O senhor dos pastéis

Domingo de Sol e Ressaca

Capítulo 12 — Domingo de Sol e Ressaca

O sol já entrava pelas frestas da persiana como um dedo fofoqueiro cutucando os olhos de Arlindo. Ele abriu um olho só, encarando o teto como quem pondera a existência… ou tenta lembrar quantas doses tomou na noite anterior.

— Hmm... quatro pra começar… três no meio… e depois… o Nicolas quis brindar à saúde do Pelé por algum motivo… — murmurou ele, coçando a barriga.

Sentou-se devagar na beirada da cama, soltando um gemido de velho cansado. Não era dor. Era memória corporal do brasileiro adulto que sabe que a pinga sempre cobra a conta no domingo.
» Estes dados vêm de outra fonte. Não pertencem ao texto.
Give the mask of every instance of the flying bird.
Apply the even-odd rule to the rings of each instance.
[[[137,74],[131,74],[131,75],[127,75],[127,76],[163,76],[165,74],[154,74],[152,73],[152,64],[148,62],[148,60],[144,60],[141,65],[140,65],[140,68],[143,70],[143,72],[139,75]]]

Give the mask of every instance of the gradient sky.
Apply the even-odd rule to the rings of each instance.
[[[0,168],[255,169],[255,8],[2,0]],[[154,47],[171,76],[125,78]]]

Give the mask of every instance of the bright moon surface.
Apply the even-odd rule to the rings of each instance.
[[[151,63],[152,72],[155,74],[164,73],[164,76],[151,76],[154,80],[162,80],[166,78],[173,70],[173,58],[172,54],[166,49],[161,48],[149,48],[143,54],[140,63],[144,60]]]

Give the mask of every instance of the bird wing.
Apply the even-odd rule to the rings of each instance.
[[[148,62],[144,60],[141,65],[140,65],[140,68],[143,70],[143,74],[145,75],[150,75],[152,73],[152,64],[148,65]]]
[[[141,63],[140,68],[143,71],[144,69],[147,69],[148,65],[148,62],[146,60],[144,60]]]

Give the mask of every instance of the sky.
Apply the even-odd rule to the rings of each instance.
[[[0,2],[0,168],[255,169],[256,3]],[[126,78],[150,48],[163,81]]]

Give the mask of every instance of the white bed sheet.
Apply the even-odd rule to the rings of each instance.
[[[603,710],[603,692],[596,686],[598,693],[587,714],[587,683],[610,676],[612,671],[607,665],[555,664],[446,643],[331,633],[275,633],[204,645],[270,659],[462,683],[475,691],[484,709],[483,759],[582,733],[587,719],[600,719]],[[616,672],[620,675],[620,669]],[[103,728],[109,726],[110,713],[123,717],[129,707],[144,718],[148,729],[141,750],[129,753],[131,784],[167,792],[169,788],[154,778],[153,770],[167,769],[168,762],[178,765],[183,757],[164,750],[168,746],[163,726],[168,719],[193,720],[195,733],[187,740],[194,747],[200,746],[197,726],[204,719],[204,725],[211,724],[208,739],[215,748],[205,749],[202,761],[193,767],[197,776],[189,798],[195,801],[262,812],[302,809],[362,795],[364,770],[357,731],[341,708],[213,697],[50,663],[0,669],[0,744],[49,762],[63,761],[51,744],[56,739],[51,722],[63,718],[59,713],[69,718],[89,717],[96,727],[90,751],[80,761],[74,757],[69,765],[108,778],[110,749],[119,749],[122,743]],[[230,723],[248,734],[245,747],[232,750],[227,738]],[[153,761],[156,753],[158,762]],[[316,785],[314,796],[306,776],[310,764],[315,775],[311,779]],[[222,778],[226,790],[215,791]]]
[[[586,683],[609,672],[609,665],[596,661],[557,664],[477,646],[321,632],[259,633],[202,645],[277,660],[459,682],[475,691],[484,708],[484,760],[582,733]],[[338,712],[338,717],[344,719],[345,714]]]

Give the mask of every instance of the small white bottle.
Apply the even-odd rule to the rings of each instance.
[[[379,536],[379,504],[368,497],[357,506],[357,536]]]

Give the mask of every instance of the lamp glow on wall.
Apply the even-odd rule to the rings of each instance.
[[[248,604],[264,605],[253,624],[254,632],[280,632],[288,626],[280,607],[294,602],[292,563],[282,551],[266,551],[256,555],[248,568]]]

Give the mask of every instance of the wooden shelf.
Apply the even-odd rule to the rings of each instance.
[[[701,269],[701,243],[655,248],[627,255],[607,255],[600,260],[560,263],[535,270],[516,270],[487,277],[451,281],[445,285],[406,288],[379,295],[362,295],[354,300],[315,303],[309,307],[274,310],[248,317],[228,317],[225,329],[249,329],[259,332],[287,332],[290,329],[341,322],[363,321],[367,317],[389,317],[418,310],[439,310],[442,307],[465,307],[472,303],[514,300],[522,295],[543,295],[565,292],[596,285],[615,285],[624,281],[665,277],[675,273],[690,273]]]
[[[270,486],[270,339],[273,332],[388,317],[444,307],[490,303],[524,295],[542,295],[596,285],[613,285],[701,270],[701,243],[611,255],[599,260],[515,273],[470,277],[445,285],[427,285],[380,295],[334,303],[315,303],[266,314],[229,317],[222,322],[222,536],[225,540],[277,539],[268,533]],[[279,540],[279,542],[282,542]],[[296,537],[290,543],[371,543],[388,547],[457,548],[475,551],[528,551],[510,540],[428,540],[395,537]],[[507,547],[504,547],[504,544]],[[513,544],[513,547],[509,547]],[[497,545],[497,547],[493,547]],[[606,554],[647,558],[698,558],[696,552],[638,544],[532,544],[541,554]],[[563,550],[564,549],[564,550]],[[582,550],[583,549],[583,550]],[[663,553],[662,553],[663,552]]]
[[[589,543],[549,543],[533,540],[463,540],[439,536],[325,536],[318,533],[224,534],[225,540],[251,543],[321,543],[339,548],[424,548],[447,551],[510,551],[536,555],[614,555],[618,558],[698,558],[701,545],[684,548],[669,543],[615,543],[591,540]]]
Foi até a cozinha arrastando os chinelos. Pegou o copo americano trincado — o da sorte, o que só usava pra ocasiões específicas como curas espirituais e manhãs de ressaca —, despejou água gelada, espremendo um limão com a mão mesmo, e misturou com duas colheres de mel. Engoliu de uma vez.

— Pronto, Jesus. Tô novo.

Depois, abriu o armário onde ficava seu “kit sobrevivência”: Engov, dipirona, bicarbonato e um terço pendurado num prego.

— Fé e farmácia, o segredo da vida longa — disse pra si mesmo, engolindo os comprimidos como quem toma vitamina.

Do lado de fora, o dia estava radiante. A rua parecia mais lenta, mais suave. A vizinhança falava baixo, os passarinhos cantavam alto, e os gritos de crianças jogando bola já ecoavam da esquina.

Arlindo vestiu a bermuda de elástico folgado, a camisa de time surrada, e calçou a velha havaiana torta. Abriu a porta da pastelaria e puxou uma cadeira pro passeio, ainda com os olhos semi-cerrados.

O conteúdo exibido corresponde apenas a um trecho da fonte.